Rentals take the lead in metro apartment starts
Condominium starts, by comparison, have fallen 36% so far in 2022 from a year earlier.
Housing supply has been a priority in Vancouver for many months as housing advocates, politicians and experts seek to meet the demand for affordable housing.
New data from the Canada Mortgage and Housing Corporation (CMHC) shows that over the long term, housing starts in Metro Vancouver have declined. However, September is looking promising, with the seasonally adjusted annual rate (SAR) being the highest in Canada since November 2021.
The entire increase was attributable to rental apartments, which reached 1,481 units during the month.
According to CMHC, the total number of housing starts in Metro Vancouver fell 23% in the first half of 2022 compared to the same period in 2021. The decline was most pronounced in the condominium market.
In September, total condominium housing starts (condos and townhouses) in Metro Vancouver were down 36% from the first 10 months of 2023, to 8,480 units.
Eric Bond, senior market analyst at CMHC, said it’s important to keep in mind that the past year has seen a period of increased construction.
“Nevertheless, we note the significant decline in condominium construction which stems from the environment of higher interest rates, the environment of higher inflation, the difficulty in obtaining construction materials and the labor, which are causing developers to take a more cautious approach in building condominiums,” he said.
Unlike condominiums, rental housing starts have reached a multi-decade high. Housing starts increased by 18% in the first half of 2022 compared to the same period last year.
“August and September were pretty strong months, which means the third quarter was also strong overall. And, so, we actually saw a further increase in rental housing and condo construction in the Greater Vancouver during this period, which reduced this year-to-date spread to 10% for the first nine months of the year compared to the first nine months of last year,” Bond said.
Bond noted that this period sees the most rental construction since the 1970s, when much of the rental stock was built across Canada. This renews Vancouver’s rental stock and provides more affordable housing options.

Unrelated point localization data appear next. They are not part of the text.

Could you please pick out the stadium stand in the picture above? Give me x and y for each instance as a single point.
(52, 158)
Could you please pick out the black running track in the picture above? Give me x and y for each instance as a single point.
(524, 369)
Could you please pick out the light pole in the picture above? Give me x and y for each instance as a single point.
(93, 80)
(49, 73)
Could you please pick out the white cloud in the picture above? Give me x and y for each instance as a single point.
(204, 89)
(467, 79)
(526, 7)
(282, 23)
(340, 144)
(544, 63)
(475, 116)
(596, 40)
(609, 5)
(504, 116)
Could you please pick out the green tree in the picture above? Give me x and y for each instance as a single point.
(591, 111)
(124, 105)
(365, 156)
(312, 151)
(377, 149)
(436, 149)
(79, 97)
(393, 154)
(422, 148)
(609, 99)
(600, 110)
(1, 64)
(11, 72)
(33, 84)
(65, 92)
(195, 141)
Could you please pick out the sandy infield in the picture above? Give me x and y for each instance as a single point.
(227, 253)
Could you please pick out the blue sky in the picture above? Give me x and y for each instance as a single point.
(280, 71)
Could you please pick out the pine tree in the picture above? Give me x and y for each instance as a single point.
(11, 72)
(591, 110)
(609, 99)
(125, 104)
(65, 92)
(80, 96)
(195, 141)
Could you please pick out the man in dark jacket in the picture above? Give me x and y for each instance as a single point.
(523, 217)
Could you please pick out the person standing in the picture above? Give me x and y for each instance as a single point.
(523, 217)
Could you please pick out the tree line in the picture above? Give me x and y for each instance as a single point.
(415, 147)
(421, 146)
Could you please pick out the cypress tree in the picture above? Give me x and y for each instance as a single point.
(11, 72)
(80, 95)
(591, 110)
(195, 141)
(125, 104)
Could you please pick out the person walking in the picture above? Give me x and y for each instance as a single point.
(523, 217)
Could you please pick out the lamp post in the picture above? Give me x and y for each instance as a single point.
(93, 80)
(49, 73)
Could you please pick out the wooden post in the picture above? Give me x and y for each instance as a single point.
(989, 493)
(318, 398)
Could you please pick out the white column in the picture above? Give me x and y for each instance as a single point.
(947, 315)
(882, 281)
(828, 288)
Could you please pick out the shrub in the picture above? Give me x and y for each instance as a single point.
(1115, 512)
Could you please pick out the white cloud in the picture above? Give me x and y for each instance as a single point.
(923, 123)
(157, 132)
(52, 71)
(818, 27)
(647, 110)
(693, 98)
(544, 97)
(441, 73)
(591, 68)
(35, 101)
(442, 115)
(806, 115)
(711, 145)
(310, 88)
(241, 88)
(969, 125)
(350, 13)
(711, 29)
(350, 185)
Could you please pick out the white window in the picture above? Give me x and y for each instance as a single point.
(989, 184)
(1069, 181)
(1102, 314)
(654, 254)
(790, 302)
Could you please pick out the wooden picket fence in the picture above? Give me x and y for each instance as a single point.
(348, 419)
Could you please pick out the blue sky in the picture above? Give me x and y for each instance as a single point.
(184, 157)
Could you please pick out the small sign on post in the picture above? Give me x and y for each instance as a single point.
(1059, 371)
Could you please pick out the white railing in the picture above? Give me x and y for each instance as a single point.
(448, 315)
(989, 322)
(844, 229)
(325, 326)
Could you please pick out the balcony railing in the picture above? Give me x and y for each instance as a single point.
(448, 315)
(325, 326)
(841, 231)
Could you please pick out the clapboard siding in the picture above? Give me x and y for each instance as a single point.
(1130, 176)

CMHC also said that while construction costs continue to rise, the pace of increases appears to have stalled in the second quarter of 2022. This is due to an upturn in construction labor supply which offers more choice to builders and reduces rising wage pressure, according to the housing agency report.
“In terms of the outlook, we expect housing starts to contract slightly next year for 2023. But the level of construction would still be at a level above the 10-year average,” Bond said.